The defendant relies upon three cases to justify his position, namely, Yost v. American Ins. Co. 39 Mich., 531, American Ins. Co. v. Stoy, 41 Mich., 385, and Matthews v. American Ins. Co., 40 O. St., 135. These cases are not like the one under consideration. In each a note payable in annual installments was given for the premium, each installment being a premium for a distinct year’s insurance. The policy stipulated that, if any installment was not paid at maturity, the policy should be null and void until payment was made. It was held that the insurance was not for a term of years, but as an annual insurance renewable each year for a period not exceeding such term, the policy was void so long as there was any default in the payment of any installment, and that no recovery could be had for successive installments of the premium. In the case before us the defendant agreed to pay a gross sum as premium for the carrying of the risk for the full period of five years, subject to the provisions of the policy. In the Ohio case two of the judges dissented, and the Michi*751gan court in Williams v. Albany City Ins. Co., 19 Mich., 451, and Canfield v. Continental Ins.
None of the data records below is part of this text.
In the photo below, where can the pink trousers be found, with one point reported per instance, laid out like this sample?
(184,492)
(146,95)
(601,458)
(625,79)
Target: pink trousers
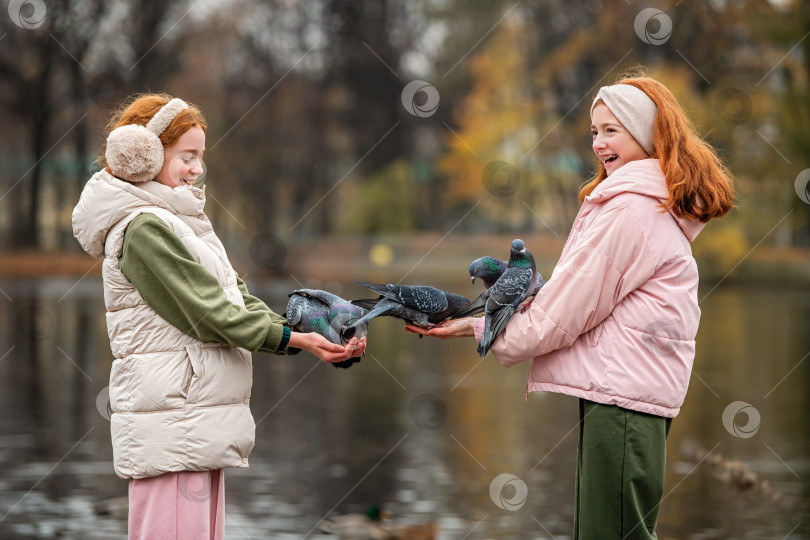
(180,505)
Co., 47 Mich., 447, in continuing an insurance policy purporting to be for five years containing a stipulation that upon the non-payment at maturity of any installment note given for the premium the policy should be void until revived and the whole amount of installments remaining unpaid should be considered earned, decided that the insured was liable upon the installment notes, thereby recognizing the law as we have stated it to be.

The findings and judgment of the district court are reversed, and the cause remanded.

Reversed and remanded.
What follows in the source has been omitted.